Received: by smtp.kernel.org (Postfix) with ESMTPSA id D1B7E1F000E9;
	Thu, 28 May 2026 18:26:12 +0000 (UTC)
DKIM-Signature: v=1; a=rsa-sha256; c=relaxed/relaxed; d=kernel.org;
	s=k20260515; t=1779992774;
	bh=umxsgUfAIAKmPR1v090QSLcMtlURT7J/ewk8HNWQtrk=;
	h=From:To:Cc:Subject:Date;
	b=DeTJ3VSwFKc3bt5yFdvGRk31HID8mMkQdxWCJdVMVIeLWNilaD/qsk9q89+RZd31Z
	 pxBrqQWlZvMIDNIDJp9DZU2OH5zLRSmCXMCKYoDjuKTYWiwFcmIf5W8UWTuKNzv2RQ
	 f8hcFCTnjezsMeRzp/GISxe1IFSfK8xtl8M9MRmRjRncmNuPOq09/pKeurdoH7C3aS
	 RU2eeoJFhFeIzpbiiDrSrMGU0vuW+CQ80ObegYCTrdeanOQ6aihKpRSqYTicTfIYMl
	 eEOK4q+h6efomljTBKF4j+v6J5/dXlLOKjryLlZdpNp/B6QmIcr0wg7Q6XwZKBow92
	 jcUR+9QNuNLAw==
From: Song Liu <song@kernel.org>
To: linux-security-module@vger.kernel.org,
	linux-fsdevel@vger.kernel.org,
	selinux@vger.kernel.org,
	apparmor@lists.ubuntu.com
Cc: paul@paul-moore.com,
	jmorris@namei.org,
	serge@hallyn.com,
	viro@zeniv.linux.org.uk,
	brauner@kernel.org,
	jack@suse.cz,
	john.johansen@canonical.com,
	stephen.smalley.work@gmail.com,
	omosnace@redhat.com,
	mic@digikod.net,
	gnoack@google.com,
	takedakn@nttdata.co.jp,
	penguin-kernel@I-love.SAKURA.ne.jp,
	herton@canonical.com,
	kernel-team@meta.com,
	Song Liu <song@kernel.org>
Subject: [PATCH v5 0/8] lsm: Replace security_sb_mount with granular mount hooks
Date: Thu, 28 May 2026 11:25:59 -0700
Message-ID: <20260528182607.3150386-1-song@kernel.org>
X-Mailer: git-send-email 2.52.0
Precedence: bulk
X-Mailing-List: linux-fsdevel@vger.kernel.org
List-Id: <linux-fsdevel.vger.kernel.org>
List-Subscribe: <mailto:linux-fsdevel+subscribe@vger.kernel.org>
List-Unsubscribe: <mailto:linux-fsdevel+unsubscribe@vger.kernel.org>
MIME-Version: 1.0
Content-Transfer-Encoding: 8bit

This series replaces the monolithic security_sb_mount() hook with
per-operation mount hooks, addressing two main issues:

1. TOCTOU: security_sb_mount() receives dev_name as a string, which
   LSMs like AppArmor and Tomoyo re-resolve via kern_path(). The new
   hooks pass pre-resolved struct path pointers where possible (bind
   mount, move mount), eliminating the double-resolution.

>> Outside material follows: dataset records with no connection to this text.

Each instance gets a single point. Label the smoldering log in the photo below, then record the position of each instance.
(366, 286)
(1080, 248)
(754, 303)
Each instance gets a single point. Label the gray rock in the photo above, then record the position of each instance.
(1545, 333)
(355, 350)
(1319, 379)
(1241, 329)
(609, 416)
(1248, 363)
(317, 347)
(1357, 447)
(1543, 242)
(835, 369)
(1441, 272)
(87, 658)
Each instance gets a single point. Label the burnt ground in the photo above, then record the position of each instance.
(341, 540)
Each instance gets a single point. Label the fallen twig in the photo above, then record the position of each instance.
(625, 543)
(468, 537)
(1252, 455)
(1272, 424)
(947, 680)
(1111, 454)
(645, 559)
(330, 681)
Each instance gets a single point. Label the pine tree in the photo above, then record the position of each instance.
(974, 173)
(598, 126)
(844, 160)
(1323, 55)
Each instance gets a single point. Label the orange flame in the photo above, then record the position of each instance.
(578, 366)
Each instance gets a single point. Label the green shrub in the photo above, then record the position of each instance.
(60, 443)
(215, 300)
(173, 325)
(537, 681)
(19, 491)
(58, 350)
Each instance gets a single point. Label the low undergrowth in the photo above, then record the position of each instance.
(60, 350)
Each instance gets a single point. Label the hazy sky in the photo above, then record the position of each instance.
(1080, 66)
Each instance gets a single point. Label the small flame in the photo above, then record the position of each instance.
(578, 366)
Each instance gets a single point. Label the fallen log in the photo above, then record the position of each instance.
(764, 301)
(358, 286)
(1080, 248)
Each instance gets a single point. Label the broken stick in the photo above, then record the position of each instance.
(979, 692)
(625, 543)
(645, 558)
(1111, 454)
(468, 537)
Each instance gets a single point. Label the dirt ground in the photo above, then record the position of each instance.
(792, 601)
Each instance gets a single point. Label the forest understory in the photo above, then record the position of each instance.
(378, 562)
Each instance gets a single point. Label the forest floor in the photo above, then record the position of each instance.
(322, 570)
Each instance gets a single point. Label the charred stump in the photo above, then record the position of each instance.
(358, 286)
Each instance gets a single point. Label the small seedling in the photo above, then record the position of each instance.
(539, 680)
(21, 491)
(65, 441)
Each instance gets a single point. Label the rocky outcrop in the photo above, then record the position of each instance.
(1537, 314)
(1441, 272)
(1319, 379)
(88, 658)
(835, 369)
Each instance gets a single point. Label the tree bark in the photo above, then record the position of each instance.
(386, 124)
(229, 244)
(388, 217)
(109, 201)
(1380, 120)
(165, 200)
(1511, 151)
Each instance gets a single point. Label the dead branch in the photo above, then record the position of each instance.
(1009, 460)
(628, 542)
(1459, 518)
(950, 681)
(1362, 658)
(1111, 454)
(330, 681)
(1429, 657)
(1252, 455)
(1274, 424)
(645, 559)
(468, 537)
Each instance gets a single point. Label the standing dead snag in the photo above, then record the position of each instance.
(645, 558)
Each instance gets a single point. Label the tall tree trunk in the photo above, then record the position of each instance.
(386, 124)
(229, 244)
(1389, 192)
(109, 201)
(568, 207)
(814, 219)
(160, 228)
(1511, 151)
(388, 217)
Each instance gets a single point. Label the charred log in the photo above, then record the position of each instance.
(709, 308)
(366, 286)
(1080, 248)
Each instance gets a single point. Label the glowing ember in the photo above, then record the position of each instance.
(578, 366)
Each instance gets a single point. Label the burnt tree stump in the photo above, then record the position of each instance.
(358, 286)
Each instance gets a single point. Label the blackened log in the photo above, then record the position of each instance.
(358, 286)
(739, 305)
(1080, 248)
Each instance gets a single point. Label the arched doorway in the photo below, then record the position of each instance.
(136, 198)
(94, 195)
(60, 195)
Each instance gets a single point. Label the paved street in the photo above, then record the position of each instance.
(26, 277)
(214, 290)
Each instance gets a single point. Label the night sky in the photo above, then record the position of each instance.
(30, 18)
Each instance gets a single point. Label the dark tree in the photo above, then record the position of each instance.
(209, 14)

2. Conflation: security_sb_mount() handles bind, new mount, remount,
   move, propagation changes, and mount reconfiguration through a
   single hook, requiring LSMs to dispatch on flags internally. The
   new hooks are called at the operation level with appropriate
   context.

The new hooks are:
  mount_bind        - bind mount (pre-resolved source path)
  mount_new         - new filesystem mount (with fs_context)
  mount_remount     - filesystem remount (with fs_context)
  mount_reconfigure - mount flag reconfiguration (MS_REMOUNT|MS_BIND)
  mount_move        - move mount (pre-resolved paths)
  mount_change_type - propagation type changes

mount_new and mount_remount are called after parse_monolithic_mount_data(),
so LSMs have access to the fs_context with parsed mount options. They also
receive the original mount(2) flags and data pointer for LSMs (AppArmor,
Tomoyo) that need them for policy matching.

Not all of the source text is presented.